Cryptocurrency Ponzi Structure and the Role of the Bank

According to the lawsuit, assets collected from victims were received, moved and redistributed through JPMorgan. Authorities state that the system has a classic Ponzi structure and payments to first investors are made with funds from new investors. It is stated that this pattern continued with income not derived from any actual investment activity, leading to a loss of $328 million by the time the fraud collapsed. The most crucial claim of the case is that the problem that is expected to be resolved is not about whether the bank’s infrastructure has been abused, but whether JPMorgan has made this infrastructure the main basis of the process.

Plaintiffs’ Legal Grounds and Bank Liability

The plaintiff argues that JPMorgan provided a payment and mobility channel that was critical to the execution of a fraud of this magnitude. In Ponzi-like schemes, it is claimed that a reliable money collection and payment mechanism is needed for the sustainability of the system and that this need is fully met with the bank’s accounts.

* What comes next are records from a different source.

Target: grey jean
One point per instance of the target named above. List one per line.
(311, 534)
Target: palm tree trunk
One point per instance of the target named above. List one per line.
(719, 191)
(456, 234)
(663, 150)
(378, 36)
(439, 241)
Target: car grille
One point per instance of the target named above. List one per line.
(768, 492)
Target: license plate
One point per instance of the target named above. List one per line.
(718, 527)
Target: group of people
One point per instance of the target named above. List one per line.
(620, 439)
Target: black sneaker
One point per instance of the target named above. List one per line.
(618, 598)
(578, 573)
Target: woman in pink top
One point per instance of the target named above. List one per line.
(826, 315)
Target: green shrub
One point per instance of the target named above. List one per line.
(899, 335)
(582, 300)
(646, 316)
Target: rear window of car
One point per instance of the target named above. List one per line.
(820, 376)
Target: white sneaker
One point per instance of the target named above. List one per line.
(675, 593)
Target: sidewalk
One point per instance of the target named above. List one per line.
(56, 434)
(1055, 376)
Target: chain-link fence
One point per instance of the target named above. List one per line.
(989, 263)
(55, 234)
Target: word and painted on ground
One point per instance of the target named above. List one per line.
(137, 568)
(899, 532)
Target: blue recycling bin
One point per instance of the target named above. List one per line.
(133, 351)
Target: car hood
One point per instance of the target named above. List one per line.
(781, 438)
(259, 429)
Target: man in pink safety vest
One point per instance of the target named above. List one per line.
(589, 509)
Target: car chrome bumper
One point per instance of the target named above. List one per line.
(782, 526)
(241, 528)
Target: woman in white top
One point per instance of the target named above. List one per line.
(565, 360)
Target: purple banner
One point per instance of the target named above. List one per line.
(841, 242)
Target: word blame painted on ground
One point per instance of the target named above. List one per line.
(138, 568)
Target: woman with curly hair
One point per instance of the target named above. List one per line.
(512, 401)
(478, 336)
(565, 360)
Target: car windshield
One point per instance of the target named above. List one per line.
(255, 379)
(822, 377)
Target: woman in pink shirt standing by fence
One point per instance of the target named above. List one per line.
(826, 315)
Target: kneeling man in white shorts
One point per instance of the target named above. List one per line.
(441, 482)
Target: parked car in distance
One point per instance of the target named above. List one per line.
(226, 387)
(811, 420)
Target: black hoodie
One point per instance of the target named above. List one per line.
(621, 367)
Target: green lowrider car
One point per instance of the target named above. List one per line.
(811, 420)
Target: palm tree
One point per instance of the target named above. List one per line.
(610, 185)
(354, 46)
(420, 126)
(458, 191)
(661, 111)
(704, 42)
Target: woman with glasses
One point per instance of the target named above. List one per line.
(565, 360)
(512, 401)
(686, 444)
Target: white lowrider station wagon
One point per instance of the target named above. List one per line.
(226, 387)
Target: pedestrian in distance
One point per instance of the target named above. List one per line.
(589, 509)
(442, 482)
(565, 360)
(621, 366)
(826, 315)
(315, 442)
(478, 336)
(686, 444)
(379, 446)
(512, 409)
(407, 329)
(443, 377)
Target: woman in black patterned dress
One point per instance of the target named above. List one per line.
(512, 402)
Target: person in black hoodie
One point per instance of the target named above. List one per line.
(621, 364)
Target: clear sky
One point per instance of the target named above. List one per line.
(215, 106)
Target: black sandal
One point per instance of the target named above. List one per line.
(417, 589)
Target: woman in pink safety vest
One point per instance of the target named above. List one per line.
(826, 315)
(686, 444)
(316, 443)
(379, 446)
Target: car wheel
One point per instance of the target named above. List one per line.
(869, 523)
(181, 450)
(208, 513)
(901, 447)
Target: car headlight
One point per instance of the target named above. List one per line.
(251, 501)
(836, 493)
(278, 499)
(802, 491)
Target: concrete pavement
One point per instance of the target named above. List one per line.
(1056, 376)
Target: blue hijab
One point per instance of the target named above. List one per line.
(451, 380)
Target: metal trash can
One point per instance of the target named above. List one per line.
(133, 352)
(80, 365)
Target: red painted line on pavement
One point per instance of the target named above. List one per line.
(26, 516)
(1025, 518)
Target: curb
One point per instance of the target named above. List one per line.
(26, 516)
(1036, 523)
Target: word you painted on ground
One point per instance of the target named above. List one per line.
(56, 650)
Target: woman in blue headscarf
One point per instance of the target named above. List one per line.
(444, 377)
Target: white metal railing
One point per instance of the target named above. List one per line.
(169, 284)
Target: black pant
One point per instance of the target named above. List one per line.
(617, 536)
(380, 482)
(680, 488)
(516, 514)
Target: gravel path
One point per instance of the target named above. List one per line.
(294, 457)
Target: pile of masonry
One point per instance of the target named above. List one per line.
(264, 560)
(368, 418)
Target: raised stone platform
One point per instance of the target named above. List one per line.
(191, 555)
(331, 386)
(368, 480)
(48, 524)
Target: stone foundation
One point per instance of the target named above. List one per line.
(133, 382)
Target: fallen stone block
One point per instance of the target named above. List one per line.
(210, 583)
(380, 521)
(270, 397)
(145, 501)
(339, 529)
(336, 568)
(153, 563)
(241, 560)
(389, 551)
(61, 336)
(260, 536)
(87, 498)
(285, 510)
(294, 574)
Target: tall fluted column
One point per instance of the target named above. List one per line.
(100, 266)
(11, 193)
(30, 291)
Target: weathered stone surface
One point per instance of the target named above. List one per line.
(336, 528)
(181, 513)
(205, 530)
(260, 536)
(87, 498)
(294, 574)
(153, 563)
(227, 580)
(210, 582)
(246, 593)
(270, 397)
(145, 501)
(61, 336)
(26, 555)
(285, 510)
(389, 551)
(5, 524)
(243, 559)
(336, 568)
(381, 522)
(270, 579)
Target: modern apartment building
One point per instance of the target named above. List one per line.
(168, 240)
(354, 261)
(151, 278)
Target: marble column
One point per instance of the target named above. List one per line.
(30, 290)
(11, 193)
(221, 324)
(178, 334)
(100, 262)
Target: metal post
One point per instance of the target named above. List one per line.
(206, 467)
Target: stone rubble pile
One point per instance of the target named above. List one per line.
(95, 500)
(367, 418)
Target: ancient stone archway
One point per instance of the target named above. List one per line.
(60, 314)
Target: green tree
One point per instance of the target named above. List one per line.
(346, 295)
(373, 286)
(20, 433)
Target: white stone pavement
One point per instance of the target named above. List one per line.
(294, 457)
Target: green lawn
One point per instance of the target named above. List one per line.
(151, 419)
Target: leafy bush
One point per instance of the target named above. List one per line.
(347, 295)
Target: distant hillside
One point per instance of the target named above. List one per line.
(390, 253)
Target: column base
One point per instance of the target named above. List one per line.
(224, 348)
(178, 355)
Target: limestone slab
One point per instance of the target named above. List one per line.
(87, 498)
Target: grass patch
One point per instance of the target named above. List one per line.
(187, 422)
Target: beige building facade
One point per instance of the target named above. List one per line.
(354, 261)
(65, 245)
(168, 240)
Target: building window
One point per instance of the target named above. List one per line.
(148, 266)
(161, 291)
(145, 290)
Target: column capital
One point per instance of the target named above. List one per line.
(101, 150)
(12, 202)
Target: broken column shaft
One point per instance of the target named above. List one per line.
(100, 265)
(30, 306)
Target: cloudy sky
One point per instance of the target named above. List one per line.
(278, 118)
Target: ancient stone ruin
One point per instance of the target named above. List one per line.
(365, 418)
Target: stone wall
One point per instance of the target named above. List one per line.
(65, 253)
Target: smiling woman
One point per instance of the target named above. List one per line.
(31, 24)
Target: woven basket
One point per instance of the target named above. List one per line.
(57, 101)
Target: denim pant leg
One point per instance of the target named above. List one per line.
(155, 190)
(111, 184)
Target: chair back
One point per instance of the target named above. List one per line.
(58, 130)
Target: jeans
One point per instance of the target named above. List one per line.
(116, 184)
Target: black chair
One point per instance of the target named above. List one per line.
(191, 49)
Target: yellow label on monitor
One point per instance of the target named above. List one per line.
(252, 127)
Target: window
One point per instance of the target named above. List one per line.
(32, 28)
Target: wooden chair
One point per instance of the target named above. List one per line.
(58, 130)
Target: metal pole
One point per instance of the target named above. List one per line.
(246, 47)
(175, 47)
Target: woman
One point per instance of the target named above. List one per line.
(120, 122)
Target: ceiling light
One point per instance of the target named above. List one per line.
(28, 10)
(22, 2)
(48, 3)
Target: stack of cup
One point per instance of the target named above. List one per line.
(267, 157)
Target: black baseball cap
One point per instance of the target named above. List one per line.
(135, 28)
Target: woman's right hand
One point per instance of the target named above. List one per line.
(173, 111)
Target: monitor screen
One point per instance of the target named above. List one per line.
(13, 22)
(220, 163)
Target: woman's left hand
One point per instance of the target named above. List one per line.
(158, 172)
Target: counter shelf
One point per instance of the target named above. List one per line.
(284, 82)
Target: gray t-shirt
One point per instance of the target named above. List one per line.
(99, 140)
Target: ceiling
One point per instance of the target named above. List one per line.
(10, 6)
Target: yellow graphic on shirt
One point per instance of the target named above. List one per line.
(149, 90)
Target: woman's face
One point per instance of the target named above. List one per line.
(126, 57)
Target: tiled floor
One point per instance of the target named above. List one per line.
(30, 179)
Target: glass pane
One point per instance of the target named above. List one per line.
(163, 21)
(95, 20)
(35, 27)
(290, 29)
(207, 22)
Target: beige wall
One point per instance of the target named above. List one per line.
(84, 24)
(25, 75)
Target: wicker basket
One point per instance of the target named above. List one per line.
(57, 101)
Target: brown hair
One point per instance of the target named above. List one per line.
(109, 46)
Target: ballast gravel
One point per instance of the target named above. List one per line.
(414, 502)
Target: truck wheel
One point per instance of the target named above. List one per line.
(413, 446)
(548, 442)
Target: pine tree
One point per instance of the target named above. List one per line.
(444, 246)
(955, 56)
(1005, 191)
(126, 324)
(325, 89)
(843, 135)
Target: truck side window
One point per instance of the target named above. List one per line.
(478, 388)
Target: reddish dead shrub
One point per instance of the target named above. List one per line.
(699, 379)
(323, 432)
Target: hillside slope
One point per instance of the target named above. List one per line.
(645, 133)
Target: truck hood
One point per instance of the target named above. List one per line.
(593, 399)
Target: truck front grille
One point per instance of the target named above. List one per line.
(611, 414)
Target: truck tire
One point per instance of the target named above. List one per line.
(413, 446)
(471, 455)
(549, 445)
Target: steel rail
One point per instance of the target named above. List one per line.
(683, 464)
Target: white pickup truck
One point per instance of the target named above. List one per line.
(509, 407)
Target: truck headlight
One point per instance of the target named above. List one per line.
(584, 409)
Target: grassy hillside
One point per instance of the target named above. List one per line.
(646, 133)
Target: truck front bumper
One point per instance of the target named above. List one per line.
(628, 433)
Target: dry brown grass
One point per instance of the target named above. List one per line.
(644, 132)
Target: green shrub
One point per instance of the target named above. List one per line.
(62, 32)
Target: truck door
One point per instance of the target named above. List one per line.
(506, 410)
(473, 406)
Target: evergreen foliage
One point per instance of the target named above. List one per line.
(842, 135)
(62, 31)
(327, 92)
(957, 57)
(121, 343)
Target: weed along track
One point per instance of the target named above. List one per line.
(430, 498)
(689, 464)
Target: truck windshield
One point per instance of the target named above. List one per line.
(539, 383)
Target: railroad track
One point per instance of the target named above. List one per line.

According to the lawsuit, the volume and character of the transactions should have been notable within the scope of the bank’s own anti-money laundering measures, and a warning mechanism to this effect would have been expected to be put in place.

To be held liable in similar cases, financial institutions often have to have direct knowledge of the fraud or ignore clear warning signs. Courts generally adopt more stringent standards, and it is rare to hold banks accountable solely on the grounds of poor oversight. For this reason, it is stated that the case of whether JPMorgan was aware of the fraud will be one of the main topics of discussion.

Previous Practices of the Bank and Sectoral Trends

Allegations that large financial institutions provide the infrastructure for high-scale frauds based on cryptocurrencies have come to the fore before. Previous lawsuits based on similar theories have been filed against various banks, and courts have generally been cautious except in limited cases where direct knowledge has been identified. However, in some cases, institutions had to take responsibility when it was revealed from correspondence within the bank that compliance teams had identified risks but the necessary steps were not taken.

JPMorgan has previously been the subject of various scrutiny and criticism for its account oversight practices. The bank has stated in all its statements to date that it has fulfilled all its regulatory obligations, including money laundering controls. The amount of $328 million in question in the current case may necessitate a more comprehensive evaluation both during the legal process and during the examination of the institution’s internal records.

JPMorgan Chase stands out as one of the largest financial institutions in the field of global banking. In addition to individual and corporate banking, the institution also operates in areas such as asset management and investment banking.

So far, JPMorgan has not made a detailed public statement regarding the allegations in the case. It is said in legal circles that the bank’s first step may be to apply for the dismissal of the case. If this attempt fails, the court is expected to turn to records related to the bank’s compliance and relations with the relevant accounts.

For the victims, the aim of the lawsuit is to turn to an interlocutor with high financial power, rather than fraud organizers, who will not be able to reach their current assets. Thus, the search for a new legal path to recover some of the loss attracts attention.